Epps v. State

In Epps v. State, 24 S.W.3d 872 (Tex. App.-Corpus Christi 2000, pet. ref'd), the defendant and two accomplices burglarized a home. During the commission of the burglary, an elderly neighbor walked to the home and determined that he was witnessing a burglary. Shortly thereafter, the neighbor was unexpectedly shot; the defendant then appeared before the neighbor, told him that he was going to kill him, and took multiple shots at him from close range. After being convicted for aggravated robbery, the defendant appealed to this Court, complaining that letters he wrote from jail were erroneously admitted during the punishment stage of trial.

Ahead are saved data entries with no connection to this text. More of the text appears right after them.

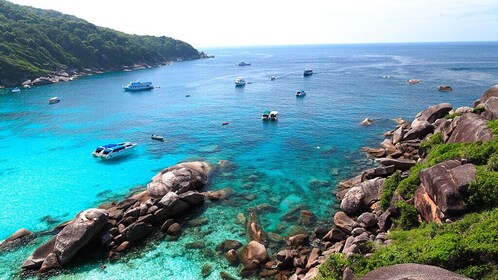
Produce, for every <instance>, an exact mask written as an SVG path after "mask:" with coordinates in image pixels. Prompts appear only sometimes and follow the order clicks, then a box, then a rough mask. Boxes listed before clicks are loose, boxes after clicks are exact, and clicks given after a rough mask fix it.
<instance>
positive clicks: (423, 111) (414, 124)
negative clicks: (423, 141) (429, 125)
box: [405, 103, 453, 137]
mask: <svg viewBox="0 0 498 280" xmlns="http://www.w3.org/2000/svg"><path fill="white" fill-rule="evenodd" d="M451 109H453V107H451V104H449V103H440V104H437V105H433V106H430V107H429V108H427V109H425V110H424V111H422V112H420V113H418V114H417V116H416V117H415V120H414V121H413V122H412V128H414V127H417V126H419V125H420V124H422V123H423V122H424V121H427V122H429V123H430V124H432V123H434V122H435V121H436V120H437V119H440V118H442V117H444V116H446V115H447V114H448V113H449V112H450V111H451ZM405 137H406V136H405Z"/></svg>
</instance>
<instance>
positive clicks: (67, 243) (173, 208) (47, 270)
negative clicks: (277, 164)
mask: <svg viewBox="0 0 498 280" xmlns="http://www.w3.org/2000/svg"><path fill="white" fill-rule="evenodd" d="M210 170H211V166H210V165H209V164H207V163H205V162H187V163H180V164H177V165H175V166H172V167H169V168H166V169H165V170H163V171H161V172H160V173H159V174H158V175H156V176H155V177H154V178H152V181H151V183H150V184H149V185H148V186H147V191H144V192H141V193H139V194H136V195H134V196H132V197H129V198H127V199H125V200H123V201H121V202H119V203H117V204H114V205H113V206H112V207H110V208H107V209H88V210H85V211H83V212H81V213H79V214H78V215H77V216H76V218H74V219H73V220H72V221H70V222H69V223H67V224H65V225H64V226H63V228H62V230H61V231H60V232H59V233H58V234H57V235H56V236H54V237H53V238H52V239H50V240H49V241H48V242H47V243H45V244H43V245H42V246H40V247H39V248H38V249H36V250H35V251H34V252H33V253H32V254H31V255H30V256H29V257H28V259H27V260H26V261H25V262H24V263H23V265H22V268H23V269H30V270H32V269H39V271H40V272H45V271H48V270H51V269H56V268H60V267H61V266H63V265H65V264H67V263H69V262H70V261H71V259H72V258H73V257H74V256H75V255H77V254H78V252H79V251H80V249H82V248H83V247H84V246H87V245H88V244H90V243H91V246H94V247H92V250H103V251H104V252H108V255H109V257H117V256H118V255H119V254H120V252H123V251H125V250H127V249H128V248H129V247H130V246H132V245H134V244H136V243H137V242H139V241H141V240H143V239H144V238H145V237H147V236H148V235H150V234H151V233H152V232H155V231H157V230H159V229H160V230H161V231H163V232H166V233H167V234H169V235H172V236H177V235H179V234H180V233H181V227H180V225H179V224H178V223H176V222H175V221H174V220H173V218H175V217H177V216H179V215H180V214H183V213H185V212H186V211H188V210H189V209H191V208H194V207H197V206H198V205H200V204H202V203H203V202H204V199H205V198H204V195H203V194H202V193H199V192H197V189H199V188H200V187H202V186H203V185H204V184H205V183H206V182H207V177H208V174H209V172H210Z"/></svg>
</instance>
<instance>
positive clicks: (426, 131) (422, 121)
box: [403, 121, 434, 141]
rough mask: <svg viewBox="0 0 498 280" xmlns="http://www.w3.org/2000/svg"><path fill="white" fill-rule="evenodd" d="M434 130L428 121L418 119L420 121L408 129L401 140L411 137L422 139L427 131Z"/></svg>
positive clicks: (426, 135)
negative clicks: (418, 123)
mask: <svg viewBox="0 0 498 280" xmlns="http://www.w3.org/2000/svg"><path fill="white" fill-rule="evenodd" d="M432 132H434V126H433V125H432V124H431V123H429V122H428V121H420V123H419V124H418V125H417V126H415V127H413V128H412V129H410V130H409V131H408V132H407V133H406V134H405V135H404V137H403V141H406V140H412V139H420V140H422V139H424V137H425V136H427V135H428V134H429V133H432Z"/></svg>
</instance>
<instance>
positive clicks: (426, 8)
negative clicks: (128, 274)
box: [9, 0, 498, 49]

The defendant complained that the letters were "used by the State to portray him as incorrigibly violent and racist." The Court noted that in these letters, "the defendant routinely used extremely profane words, such as 'whore,' 'n--' and 'b--,' that reduce people to a subhuman level. . . . When the jurors looked at the defendant's violent and dehumanizing diction in the letters, any number of stereotypical caricatures of African-American males could have affected their judgment." The Court further noted, however, that the same jurors "heard the detailed testimony about the act the defendant committed, and about an extreme lack of remorse that he appeared to have after committing the act." The Court then held that "in light of the overwhelming evidence of the defendant's guilt and insensitivity to the victims of his crime . . . any possible error caused by any possible racial bias that was provoked by the defendant's letters was harmless."